Note that the addition of "and noh" in the BS definition is used to avoid getting also the serial numbers of hydrogen atoms, which would increase the computational cost of the simulation significantly.

Before going on, spend some time to make sure you understand the aim of each one of the previous commands. Note that we also calculated the value of the RoG of the BS for the apo structure (9.46 Å), as we need this value later. By comparing the RoG of the apo with the one of the holo (8.29 Å) we detect an overall decrease of 12% along the apo-to-holo structural transition.

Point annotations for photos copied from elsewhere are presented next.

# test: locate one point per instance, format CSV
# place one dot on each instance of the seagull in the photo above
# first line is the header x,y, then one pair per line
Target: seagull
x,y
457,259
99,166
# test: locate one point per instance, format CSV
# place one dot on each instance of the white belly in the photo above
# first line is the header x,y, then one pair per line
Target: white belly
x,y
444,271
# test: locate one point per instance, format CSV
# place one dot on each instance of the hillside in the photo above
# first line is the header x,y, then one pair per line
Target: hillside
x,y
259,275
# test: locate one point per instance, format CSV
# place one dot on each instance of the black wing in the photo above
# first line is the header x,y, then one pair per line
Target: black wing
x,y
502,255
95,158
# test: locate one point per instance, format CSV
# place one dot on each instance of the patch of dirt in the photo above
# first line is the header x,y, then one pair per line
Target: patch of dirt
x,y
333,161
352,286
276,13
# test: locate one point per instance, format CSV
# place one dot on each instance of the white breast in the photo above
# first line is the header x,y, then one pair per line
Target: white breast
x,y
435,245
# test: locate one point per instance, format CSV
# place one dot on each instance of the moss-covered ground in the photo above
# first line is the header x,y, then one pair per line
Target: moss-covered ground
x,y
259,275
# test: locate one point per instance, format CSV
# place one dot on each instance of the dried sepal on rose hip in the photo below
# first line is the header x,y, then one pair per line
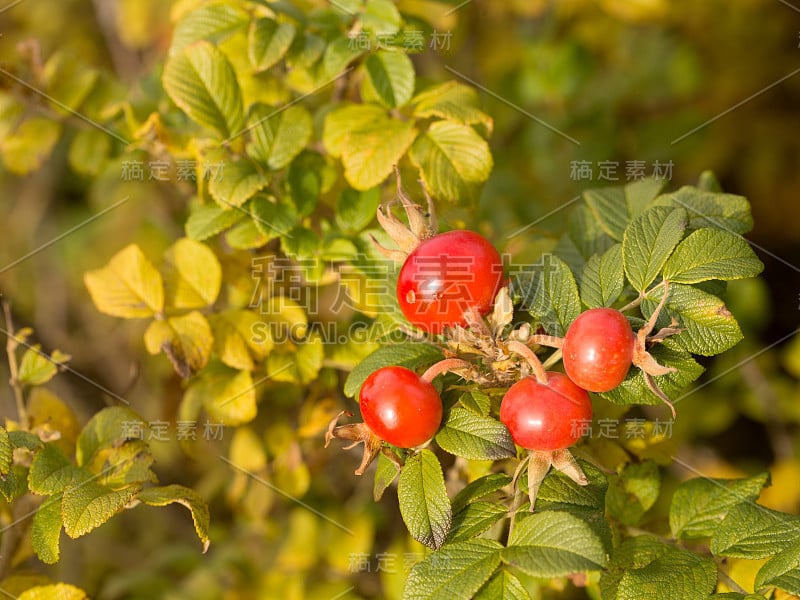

The RoG of the BS, which is one of the CVs in EDES, is exploited to enhance shrinking/expansion of the site (associated to small and large values of the RoG, respectively). The three additional CVs used to bias the simulation are the three (pseudo)contacts across the inertia planes (CIPs), each one defined as the number of contacts between residues of the BS on opposite sides of the corresponding inertia plane. As demonstrated in [9], these CVs provide a computationally cheap way to induce fluctuations in the shape of the BS along each of the three orthogonal spatial directions.

To define the CIPs we will use a tcl script based on the "Orient" package for VMD, which implements the following procedure:

  1. Calculates the principal axes of inertia (x,y,z) of the BS;

  2. Defines, for each couple of axes, a plane passing through the center of mass of the BS and orthogonal to the third direction (e.g. xy plane ortoghonal to the z-axis);

  3. Splits the residues lining the BS in two lists along each direction, according to their position with respect to each plane. In particular, the position of each residue will be identified by the center of mass of its backbone atoms.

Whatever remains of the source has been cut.